Following evaluations of final proposals, Lockheed and Exelis (the awardee) were rated as follows:


Exelis Lockheed Technical/Business Management Outstanding Acceptable Past Performance Relevant/Substantial Very Relevant/Substantial Confidence Confidence [prior incumbent] Small Business Outstanding Outstanding Price/Cost $516.8 million 504.2 million On June 20, 2014, the Corps Source Selection Authority (“SSA”) selected Exelis’s proposal for award. In its decision memo, the SSA stated that Lockheed had one significant weakness, namely, its reliance on dataBoard to perform the services required even though there were a number of areas where capabilities being relied on were not part of the current dataBoard.


The SSA also stated that Lockheed provided an inaccurate listing of current dataBoard capabilities, and Lockheed’s reliance on capabilities which were not yet developed presented a high risk to successful contract performance.

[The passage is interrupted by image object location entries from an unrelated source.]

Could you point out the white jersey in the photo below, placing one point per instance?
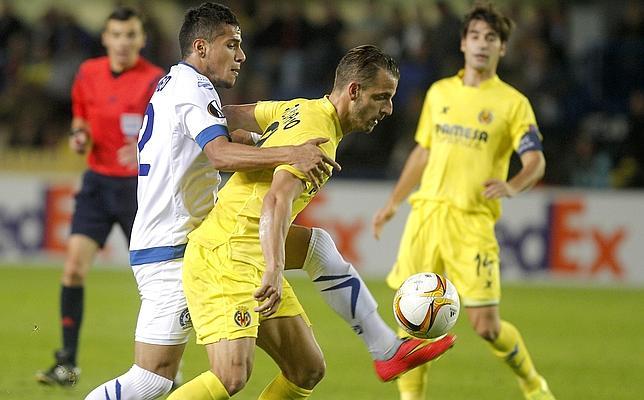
(177, 185)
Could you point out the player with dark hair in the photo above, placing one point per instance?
(179, 180)
(234, 261)
(109, 96)
(184, 136)
(468, 128)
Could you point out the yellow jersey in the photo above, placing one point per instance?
(471, 133)
(235, 217)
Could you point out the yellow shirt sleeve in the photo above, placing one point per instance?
(266, 112)
(522, 122)
(424, 129)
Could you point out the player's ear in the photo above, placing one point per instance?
(354, 90)
(503, 48)
(199, 46)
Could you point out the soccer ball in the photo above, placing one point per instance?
(426, 305)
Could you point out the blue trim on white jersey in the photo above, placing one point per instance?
(210, 133)
(190, 65)
(157, 254)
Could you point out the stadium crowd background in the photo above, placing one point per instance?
(581, 64)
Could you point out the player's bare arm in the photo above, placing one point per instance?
(532, 170)
(409, 179)
(274, 224)
(79, 135)
(306, 157)
(241, 116)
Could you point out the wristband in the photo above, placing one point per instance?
(255, 136)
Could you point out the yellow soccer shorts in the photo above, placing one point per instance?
(219, 291)
(461, 245)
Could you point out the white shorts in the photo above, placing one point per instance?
(163, 318)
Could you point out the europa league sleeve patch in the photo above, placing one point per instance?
(530, 141)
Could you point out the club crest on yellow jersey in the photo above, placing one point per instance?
(242, 316)
(486, 117)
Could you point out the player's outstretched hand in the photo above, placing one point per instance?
(495, 189)
(78, 141)
(312, 161)
(126, 155)
(270, 293)
(380, 218)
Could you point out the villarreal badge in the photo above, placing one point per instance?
(242, 316)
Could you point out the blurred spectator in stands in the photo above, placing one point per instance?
(629, 171)
(588, 165)
(445, 39)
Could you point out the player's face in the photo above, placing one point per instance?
(123, 41)
(482, 47)
(224, 57)
(373, 102)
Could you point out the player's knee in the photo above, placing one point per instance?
(74, 272)
(234, 382)
(234, 378)
(309, 375)
(488, 332)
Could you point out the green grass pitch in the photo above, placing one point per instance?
(588, 342)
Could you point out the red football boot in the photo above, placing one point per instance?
(412, 353)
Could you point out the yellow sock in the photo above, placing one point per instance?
(510, 348)
(283, 389)
(413, 384)
(204, 387)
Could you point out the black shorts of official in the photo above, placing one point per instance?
(102, 202)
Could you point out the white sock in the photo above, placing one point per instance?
(345, 292)
(135, 384)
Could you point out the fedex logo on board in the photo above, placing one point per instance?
(567, 242)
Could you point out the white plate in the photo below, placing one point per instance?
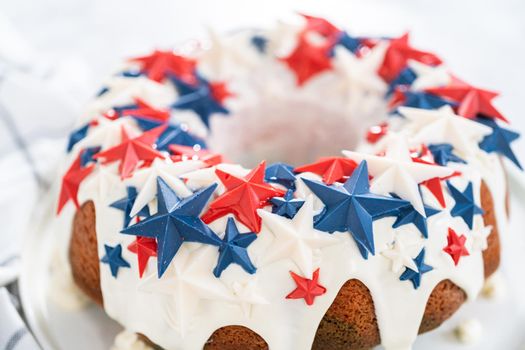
(91, 329)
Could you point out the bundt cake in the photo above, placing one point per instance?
(314, 249)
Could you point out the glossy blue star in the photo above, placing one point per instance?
(424, 100)
(349, 42)
(353, 208)
(87, 155)
(442, 153)
(177, 221)
(286, 206)
(280, 173)
(198, 98)
(408, 215)
(77, 136)
(405, 78)
(259, 42)
(464, 204)
(499, 141)
(175, 134)
(233, 249)
(113, 258)
(125, 204)
(422, 268)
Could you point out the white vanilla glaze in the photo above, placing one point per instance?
(184, 307)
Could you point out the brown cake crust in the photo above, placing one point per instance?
(350, 322)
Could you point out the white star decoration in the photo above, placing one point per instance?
(428, 76)
(397, 173)
(359, 74)
(296, 238)
(108, 133)
(207, 176)
(479, 237)
(146, 180)
(186, 282)
(247, 294)
(402, 253)
(122, 90)
(222, 55)
(442, 125)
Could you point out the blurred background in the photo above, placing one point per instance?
(77, 43)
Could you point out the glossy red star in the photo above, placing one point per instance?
(181, 153)
(307, 289)
(132, 151)
(376, 132)
(332, 169)
(321, 26)
(220, 92)
(243, 197)
(160, 64)
(145, 248)
(145, 110)
(71, 182)
(308, 60)
(397, 55)
(472, 101)
(434, 185)
(456, 246)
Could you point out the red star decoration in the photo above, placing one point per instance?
(376, 132)
(220, 92)
(434, 184)
(308, 60)
(71, 182)
(145, 110)
(160, 64)
(398, 54)
(321, 26)
(145, 248)
(307, 289)
(181, 153)
(472, 101)
(332, 169)
(243, 197)
(456, 246)
(131, 151)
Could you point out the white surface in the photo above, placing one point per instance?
(482, 40)
(90, 328)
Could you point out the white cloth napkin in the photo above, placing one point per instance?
(39, 103)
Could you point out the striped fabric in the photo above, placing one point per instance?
(38, 105)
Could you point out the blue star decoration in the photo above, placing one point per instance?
(125, 204)
(499, 141)
(76, 136)
(442, 153)
(114, 259)
(87, 154)
(280, 173)
(464, 204)
(198, 98)
(177, 221)
(415, 276)
(353, 208)
(349, 42)
(259, 42)
(175, 134)
(286, 206)
(408, 215)
(233, 249)
(405, 78)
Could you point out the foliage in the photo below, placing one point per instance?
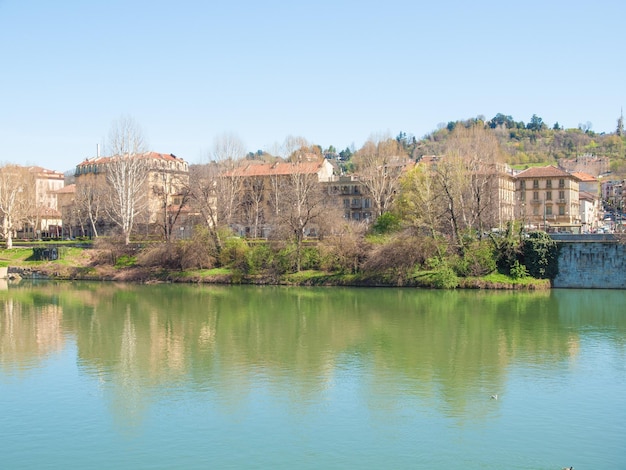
(478, 259)
(199, 252)
(507, 247)
(540, 255)
(125, 261)
(234, 253)
(518, 270)
(260, 258)
(442, 276)
(386, 223)
(400, 253)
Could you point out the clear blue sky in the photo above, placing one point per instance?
(332, 71)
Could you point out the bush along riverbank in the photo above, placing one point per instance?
(393, 263)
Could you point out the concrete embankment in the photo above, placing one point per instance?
(594, 262)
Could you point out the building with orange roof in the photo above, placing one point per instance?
(168, 175)
(549, 198)
(44, 219)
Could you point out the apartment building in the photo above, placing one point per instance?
(167, 175)
(549, 199)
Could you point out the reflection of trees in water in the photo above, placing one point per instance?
(28, 333)
(446, 346)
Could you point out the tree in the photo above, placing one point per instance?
(127, 174)
(536, 123)
(379, 165)
(253, 203)
(171, 187)
(301, 203)
(90, 199)
(203, 185)
(16, 185)
(228, 152)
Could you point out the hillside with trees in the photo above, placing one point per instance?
(531, 143)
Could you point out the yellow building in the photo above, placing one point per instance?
(549, 199)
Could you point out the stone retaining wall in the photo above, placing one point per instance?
(591, 264)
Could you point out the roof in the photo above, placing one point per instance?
(549, 171)
(585, 177)
(277, 169)
(45, 173)
(152, 155)
(69, 189)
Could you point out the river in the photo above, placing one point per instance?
(105, 375)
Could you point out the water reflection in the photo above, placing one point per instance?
(447, 349)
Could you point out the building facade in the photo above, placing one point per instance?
(549, 199)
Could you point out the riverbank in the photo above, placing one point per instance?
(92, 265)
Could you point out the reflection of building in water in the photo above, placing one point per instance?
(28, 332)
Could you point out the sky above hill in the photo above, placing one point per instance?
(335, 72)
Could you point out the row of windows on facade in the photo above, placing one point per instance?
(536, 184)
(365, 203)
(548, 210)
(548, 196)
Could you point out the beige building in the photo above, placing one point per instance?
(351, 195)
(549, 199)
(167, 176)
(262, 183)
(44, 219)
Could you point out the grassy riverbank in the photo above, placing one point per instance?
(74, 263)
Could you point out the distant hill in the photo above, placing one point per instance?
(534, 143)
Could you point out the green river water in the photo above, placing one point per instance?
(103, 375)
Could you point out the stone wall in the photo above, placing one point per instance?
(591, 264)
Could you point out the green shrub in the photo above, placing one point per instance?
(478, 260)
(234, 253)
(310, 258)
(518, 270)
(540, 255)
(443, 276)
(260, 258)
(386, 223)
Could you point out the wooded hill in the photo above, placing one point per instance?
(532, 143)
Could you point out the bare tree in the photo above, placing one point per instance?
(228, 151)
(301, 205)
(253, 203)
(127, 173)
(90, 198)
(16, 187)
(172, 190)
(379, 166)
(203, 191)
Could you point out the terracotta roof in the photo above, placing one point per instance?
(549, 171)
(587, 196)
(153, 155)
(276, 169)
(40, 171)
(585, 177)
(69, 189)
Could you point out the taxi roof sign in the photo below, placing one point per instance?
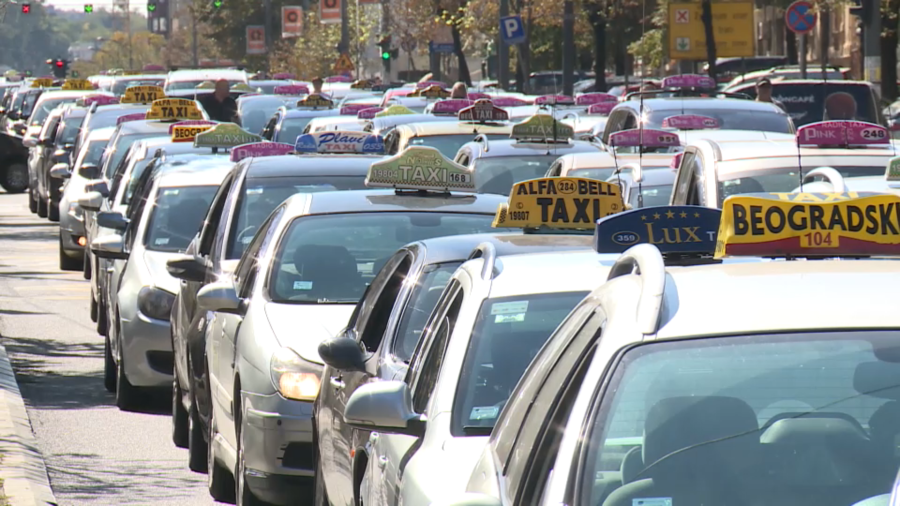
(77, 84)
(142, 94)
(690, 122)
(644, 137)
(420, 168)
(543, 128)
(842, 133)
(174, 109)
(394, 110)
(450, 106)
(340, 142)
(687, 230)
(482, 111)
(258, 149)
(315, 101)
(809, 225)
(224, 135)
(570, 203)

The SSA noted that there were significant differences between the prior contract performed by Lockheed and the current requirements. “The payment of an additional $12.6 million over the entire contract period for Exelis’s superior technical proposal clearly offers significant benefits to the government with very low risk of unsuccessful performance.” Lockheed protested, asserting that the Corps had misevaluated its proposal.


After examining the record of discussions, proposals and final proposal revisions, the GAO denied Lockheed’s protest because it was clear that the dataBoard upgrades were needed to meet the solicitation requirements, and Lockheed’s proposal “specifically recognized that a portion of the upgrades would not be available [at Authorization to Proceed].” GAO agreed that this was a significant weakness, and GAO had no basis to question the agency’s evaluation of the technical proposals.


TIPS:

(1) If you need upgrades to your systems in order perform the work in any solicitation (or to meet a contract specification), be sure that the upgrades will be available and ready for use when the contract is awarded, or, if permitted, when the authorization to proceed is to be issued.

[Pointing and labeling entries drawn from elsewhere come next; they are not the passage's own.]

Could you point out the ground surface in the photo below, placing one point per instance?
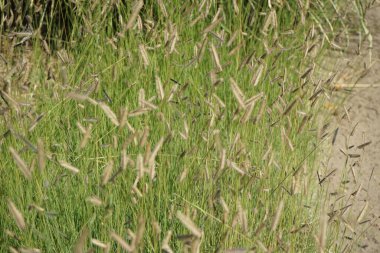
(355, 155)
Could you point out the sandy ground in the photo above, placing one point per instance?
(354, 190)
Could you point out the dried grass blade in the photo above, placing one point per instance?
(17, 215)
(189, 224)
(110, 114)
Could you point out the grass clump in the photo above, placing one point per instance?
(165, 126)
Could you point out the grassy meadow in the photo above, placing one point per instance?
(163, 126)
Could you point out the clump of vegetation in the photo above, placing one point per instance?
(163, 125)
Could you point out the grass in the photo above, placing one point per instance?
(223, 178)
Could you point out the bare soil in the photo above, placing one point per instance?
(354, 190)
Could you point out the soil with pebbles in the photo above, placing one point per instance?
(354, 190)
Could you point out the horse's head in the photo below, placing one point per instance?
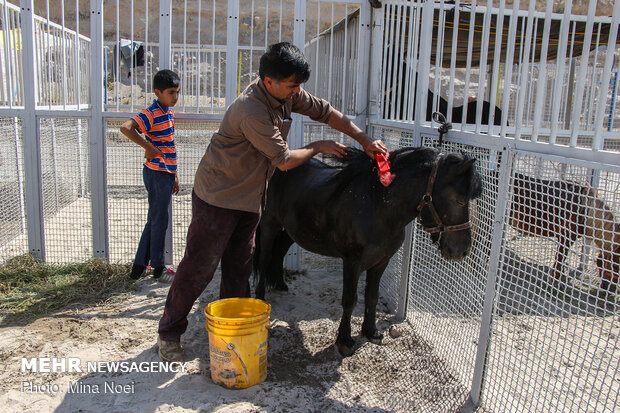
(444, 210)
(608, 263)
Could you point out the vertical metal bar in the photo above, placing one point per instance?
(410, 74)
(362, 81)
(486, 33)
(318, 46)
(403, 288)
(524, 70)
(377, 62)
(345, 66)
(212, 54)
(280, 24)
(54, 164)
(387, 59)
(146, 54)
(331, 56)
(425, 62)
(183, 59)
(31, 136)
(590, 104)
(132, 78)
(470, 48)
(232, 36)
(492, 273)
(8, 55)
(441, 29)
(614, 99)
(396, 73)
(455, 34)
(251, 51)
(570, 85)
(20, 174)
(509, 64)
(77, 53)
(597, 141)
(529, 81)
(499, 33)
(299, 28)
(64, 56)
(583, 65)
(165, 34)
(541, 88)
(117, 57)
(198, 60)
(97, 142)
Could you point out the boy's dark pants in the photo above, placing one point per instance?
(159, 186)
(214, 233)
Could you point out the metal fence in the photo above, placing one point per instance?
(528, 322)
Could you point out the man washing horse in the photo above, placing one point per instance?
(231, 181)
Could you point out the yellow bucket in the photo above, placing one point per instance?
(238, 341)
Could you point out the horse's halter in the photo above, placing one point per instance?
(427, 200)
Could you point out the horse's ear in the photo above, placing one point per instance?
(466, 165)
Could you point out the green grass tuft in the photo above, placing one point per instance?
(30, 288)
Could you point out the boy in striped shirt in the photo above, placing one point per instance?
(159, 172)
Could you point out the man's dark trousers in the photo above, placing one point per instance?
(214, 234)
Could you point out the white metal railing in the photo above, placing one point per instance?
(461, 309)
(62, 57)
(542, 97)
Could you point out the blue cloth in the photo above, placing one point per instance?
(159, 187)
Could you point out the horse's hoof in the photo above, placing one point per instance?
(374, 337)
(395, 332)
(346, 347)
(281, 286)
(344, 350)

(2) “Fuzzing over” in your proposal the version of an IM/IT (or any other) tool needed for contract performance, as Lockheed did, is likely to be recognized when an agency evaluates your proposal. Lockheed would have been better served by either accelerating development of dataBoard 4.0 so it would be available by the start of the contract, or if dataBoard 4.0 could not be made available, by using another tool that could meet the solicitation requirements.